How Families Can Invest Together With an LLC
Pooling Money and Investments to Build Family Wealth
One of the best uses of a limited liability company is as a vehicle for families to pool their money together to invest alongside one another. The benefits of a family pooling their money through a limited liability company to invest in everything from stocks, bonds, and real estate to mutual funds and start-up businesses come mostly from the power of an LLC operating agreement.
An LLC operating agreement can be written with all kinds of provisions. For example, the operating agreement could forbid individual family members from selling their shares of the limited liability company without the permission of all other members. This not only forces them to remain invested in the LLC, but allows everyone else to not worry about suddenly finding out there is a shareholder they don’t like that now has a say in their business. The operating agreement could also require individual family members to make regular contributions of cash or other assets, such as having each grandchild contribute $50 per month into the LLC.
Another provision of an LLC operating agreement could limit investments to certain types of assets, such as stocks with dividend yields over 5% or rental properties in a certain zip code. You could even require the LLC to only build car washes in certain states.
Samples of Family LLC Structures for Pooled Investments
Here are just a handful of the many potential arrangements a family could have when structuring an LLC to serve as a pooled investment vehicle.
One of the most famous family limited liability companies is Walton Enterprises LLC, which is the vehicle through which the members of Sam Walton’s family own their shares of Wal-Mart Stores, Inc. In effect, Wal-Mart is controlled by Walton Enterprises LLC, which is controlled by the Walton family. Each Christmas, the family meets at Helen Walton’s home and the managers of Wal-Mart make presentations to the LLC members.

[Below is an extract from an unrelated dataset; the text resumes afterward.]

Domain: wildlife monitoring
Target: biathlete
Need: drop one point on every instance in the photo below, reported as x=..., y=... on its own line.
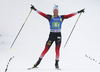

The members decide whether to pay dividends, reinvest in other operations such as the Arvest Bank, or a whole host of other options. Different types include:
Parent or Grandparent Controlled LLCs
In this case, a family forms an LLC and elects the parents or grandparents as the managers, giving them all authority over day-to-day decisions. The other family members (children, cousins, siblings, grandchildren) own membership interests in the LLC. These can be from their own savings where they buy their own investment in the firm or given as gifts from the older family members who want to pass money on to the next generation.
Member Controlled LLC
If your goal is to have the family work as an integrated unit, you can have your LLC operating agreement written so that all investment decisions must be approved by every single shareholder or a certain percentage of the shareholders. That way, you can create a culture of collaboration.